The issue in the Knox case seemed narrow, even arcane: whether a public employee union in California had properly handled a temporary dues increase intended to build a war chest to fight anti-union propositions on the state’s 2005 ballot. The specific question was whether employees who were not union members, but who under typical “agency shop” rules paid a fee to support the collective-bargaining work that the union undertook on behalf of all employees, had received an adequate opportunity to object to paying the special dues assessment.
Seven justices – all except Stephen G. Breyer and Elena Kagan – agreed that the union’s procedure was inadequate, an outcome of relatively little moment because the union had already returned the money to the objectors and had, in fact, argued that the case was thus moot. But Justice Samuel A. Alito Jr., writing for a five-member majority that included Chief Justice John G. Roberts Jr. and Justices Antonin Scalia, Anthony M. Kennedy, and Clarence Thomas, went beyond the confines of the case to suggest strongly that the decades-old accommodation between union members and non-members in public workplaces violates the First Amendment rights of the non-members.'
Noting that the words “opt in” didn’t even appear in the objecting employees’ brief, Justice Sotomayor said: “To cast serious doubt on longstanding precedent is a step we historically take only with the greatest caution and reticence.
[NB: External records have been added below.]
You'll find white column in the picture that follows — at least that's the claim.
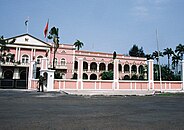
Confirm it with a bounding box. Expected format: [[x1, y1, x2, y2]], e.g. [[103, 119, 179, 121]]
[[15, 47, 18, 61], [181, 60, 184, 90], [113, 59, 119, 90], [28, 61, 36, 89], [0, 66, 2, 79], [13, 68, 20, 79], [148, 59, 154, 90], [77, 58, 83, 89], [46, 70, 55, 91], [17, 48, 21, 61], [31, 49, 33, 61], [97, 63, 99, 72], [41, 57, 48, 70]]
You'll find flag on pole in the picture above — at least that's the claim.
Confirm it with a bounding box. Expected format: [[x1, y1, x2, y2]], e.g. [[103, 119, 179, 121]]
[[44, 19, 49, 38], [25, 20, 28, 26], [25, 17, 29, 33]]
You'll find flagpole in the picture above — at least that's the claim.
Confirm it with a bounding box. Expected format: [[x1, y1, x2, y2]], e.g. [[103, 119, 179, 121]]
[[156, 29, 162, 90]]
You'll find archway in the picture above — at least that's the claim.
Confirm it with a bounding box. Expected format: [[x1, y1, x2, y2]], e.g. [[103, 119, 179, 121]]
[[83, 61, 88, 71], [108, 63, 113, 71], [131, 65, 137, 73], [99, 63, 106, 71], [90, 74, 97, 80], [4, 70, 13, 79], [90, 62, 97, 71], [124, 64, 129, 73], [83, 73, 88, 79]]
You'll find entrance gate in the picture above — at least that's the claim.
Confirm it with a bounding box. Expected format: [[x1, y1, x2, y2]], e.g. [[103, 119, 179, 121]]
[[0, 79, 27, 89]]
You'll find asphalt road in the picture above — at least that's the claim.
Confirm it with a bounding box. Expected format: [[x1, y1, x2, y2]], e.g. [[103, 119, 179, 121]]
[[0, 90, 184, 130]]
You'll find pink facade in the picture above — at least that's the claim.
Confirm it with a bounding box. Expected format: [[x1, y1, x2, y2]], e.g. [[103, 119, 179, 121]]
[[0, 34, 184, 92]]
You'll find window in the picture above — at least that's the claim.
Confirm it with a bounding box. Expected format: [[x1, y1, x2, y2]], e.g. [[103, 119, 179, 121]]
[[22, 55, 29, 63], [61, 58, 66, 66], [37, 56, 43, 64]]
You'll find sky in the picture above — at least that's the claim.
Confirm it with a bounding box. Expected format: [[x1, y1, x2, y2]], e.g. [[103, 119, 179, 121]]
[[1, 0, 184, 61]]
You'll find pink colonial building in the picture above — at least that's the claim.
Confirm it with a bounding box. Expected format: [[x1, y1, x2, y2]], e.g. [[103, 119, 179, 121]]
[[0, 34, 184, 91]]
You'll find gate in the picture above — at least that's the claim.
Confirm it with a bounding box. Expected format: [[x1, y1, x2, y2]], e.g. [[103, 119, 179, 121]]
[[0, 79, 27, 89]]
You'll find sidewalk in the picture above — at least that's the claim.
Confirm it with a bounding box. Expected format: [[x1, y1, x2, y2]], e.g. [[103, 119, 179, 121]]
[[62, 90, 155, 96]]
To do so, as the majority does, on our own invitation and without adversarial presentation is both unfair and unwise.”
Justice Breyer, joined in his dissenting opinion by Justice Kagan, noted that “the debate about public unions’ collective-bargaining rights is currently intense.” He added, “There is no good reason for the court suddenly to enter the debate, much less now to decide that the Constitution resolves it.”